As he predicted victory at a final rally campaign, the president said: "We have never been losers, because we have always been a party of the people."
As a last-minute perk to ensure electoral success, he announced that the minimum wage for domestic servants would increase tenfold. The main opposition party, the MDC (Movement for Democratic Change), said the sudden announcement would punish middle class urban voters who employ most of Zimbabwe's 250,000 domestic servants, while trade unions warned that it could raise unemployment.
Tendai Biti, secretary of finance for the MDC said: "They (the government) want to drive a wedge between urban employers and employees who are presumed to be MDC."
He pointed out that Mugabe had not made any similar provisions for the 500,000 farm workers who had lost their jobs when Mugabe seized land from white farmers as part of his land reform policy.
Wages in Zimbabwe have risen erratically over the past few years, sometimes in line with inflation and sometimes not. Currently, a gardener earns Z83,000 ($12 ) a month and under the new minimum wage, he will earn Z800000 ($113), in a country where a loaf of bread has risen from Z300, to Z3,000.
The move is one of the more legitimate moves Mugabe has made in this election campaign.
He has been accused of withholding food from opposition supporters, intimidating MDC party workers and censoring the press. Over three million Zimbabweans living outside the country have been barred from voting, but thousands of fictional names have been added to electoral rolls throughout the country.
The allocation of seats is already skewed against the opposition MDC; under the terms of Zimbabwe's constitution, voters will elect 120 members of Zimbabwe's 150-seat Parliament, and Mugabe will select the remaining 30 himself.
In order to win an outright majority in parliament, the MDC needs to obtain at least 76 seats, while Zanu PF need only win 46. Any party that wins a two-thirds majority in parliament can then alter the constitution.

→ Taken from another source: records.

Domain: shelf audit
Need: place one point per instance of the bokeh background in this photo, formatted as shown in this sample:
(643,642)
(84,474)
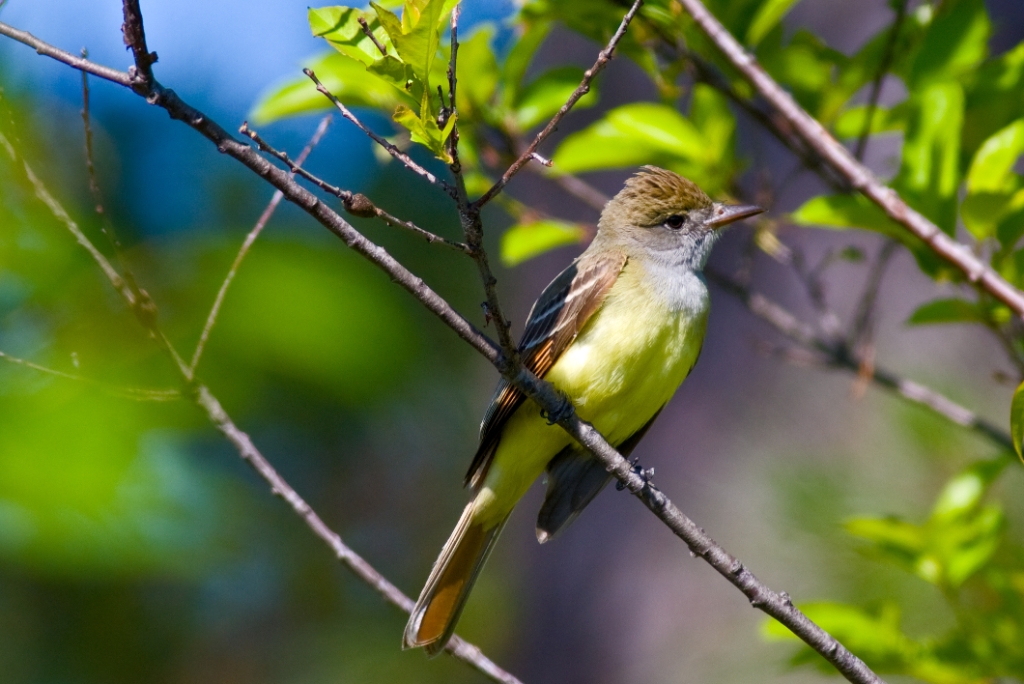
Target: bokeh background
(136,547)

Earlier this year, the government passed an electoral law that allows the military and security services to act as election officials, manning the polling station and supervising the vote count.
"Can you imagine how a voter is going to feel, walking into a polling station and seeing the army and police standing at the door," asked Shari Eppel, a human rights worker for Zimbabwe-based Solidarity Peace Trust.
"It does nothing to convince people this election will be free and fair."
In the last general election in 2000, the MDC managed to win 57 seats in parliament, despite the fact that opposition supporters were routinely arrested, beaten up and tortured by Mugabe's youth militias.
This time around, the MDC still enjoys wide support in the country, but Mugabe's critics believe he has managed to rig the election more effectively, and even optimists believe the MDC cannot win more than 60 seats. Most people believe the opposition will return between 30 and 40 candidates.
Andrew Moyse, head of a media monitoring service in Harare, said the only real question was just how many seats Zanu PF would decide they wanted. "Are they going to rig it to the point where they give themselves a two-thirds majority? Will they allow the MDC to keep most of the seats that they win?" he asked.
Even in the unlikely event of a hung parliament or an MDC majority, Mugabe has retained the right to override parliament and rule by presidential decree.
The MDC has urged supporters to go out and vote, arguing that the government has less chance of rigging the election under the gaze of thousands of voters. Even the monitoring of the poll has been skewed, as the select group of international election observers are all hand-picked by Mugabe.
The European Union and the United States have been banned from sending monitors to judge whether the election will be free and fair. Mugabe has said Western powers are hostile to his government and will prejudge the election.
Instead, African groups all sympathetic to Mugabe's regime have been allowed into the country.
Three of the main ones are controlled by South Africa's ruling party, the African National Congress, and a fourth comes from Southern African Development Community. The African Union has also sent observers.
South Africa's president Thabo Mbeki has already said he expects that the elections in Zimbabwe will be free and fair, despite evidence to the contrary.
Mugabe generates huge popular support among South Africans who admire his decision to take land away from white farmers and distribute it among the black population, and Mbeki is reluctant to undermine that popularity.
The EU has already expressed its mistrust of the elections. Luxemburg, which holds the presidency of the EU, called the polls a "sham election." Junior Foreign Minister Nicolas Schmit said: We're worried and shocked, not only by this pseudo-election campaign but by what's been going on there for years."